Wake Up and Spill the Beans
Apr 11, 2026
One of the things I loved most as a principal was creating leadership opportunities for students and then watching how much they had to offer when someone finally made space for it. Not because they were the obvious choices. Not because they had perfect grades or spotless discipline records. Because someone asked. Because someone believed there was something worth inviting out of them.
I loved what happened next.
Students started bringing me real insight about the school. They talked honestly about hallway bullying, frustrating locker-room situations, and things adults often don't fully see. They did more than share concerns. They helped problem-solve. They offered ideas, noticed patterns, and brought a perspective that improved our decisions. They saw the school differently than we did, and once we started listening, everything got richer.
They also started stepping up in visible ways. They visited classrooms, spoke with younger students, helped create incentives, and helped shape the building's culture. Leadership looked different for each of them. Some were loud and out front. Some were quiet and steady. But all of them had something to give that had been sitting there, waiting to be called out.

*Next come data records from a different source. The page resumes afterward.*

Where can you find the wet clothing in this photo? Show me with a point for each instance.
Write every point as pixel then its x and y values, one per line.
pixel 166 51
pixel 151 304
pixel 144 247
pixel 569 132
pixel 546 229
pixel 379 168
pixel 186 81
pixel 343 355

That is the opportunity principals have. Not just to manage a building, but to develop people. Students included. When you create the conditions for leadership, you get to watch someone discover something in themselves they didn't know was there. That doesn't get old.
One of my favorite examples was our Coffee Bean Club. Middle school students came before school started, yes, 30 minutes early, to sit with me over coffee and hot chocolate. They talked, laughed, shared ideas, and built community before the first bell even rang. Middle schoolers. Early. Voluntarily.
Not all of them came. And that was okay. I focused on the ones who did, poured into them, and trusted that it would ripple. It did. Students who showed up consistently started showing up differently everywhere else in the building. They carried themselves with more ownership. They noticed things. They spoke up. They set a tone that others eventually followed.
When students are invited into meaningful leadership, they rise with more wisdom, responsibility, and care than anyone expected. Not all at once. Not all of them. But enough to change the culture of a building. Enough to make you wonder why we don't do this more.
There is a lot of untapped leadership sitting in our schools. Sometimes it just takes one adult willing to see it, invite it, and trust it.
What could change in your school if students had more voice, more ownership, and more opportunities to lead?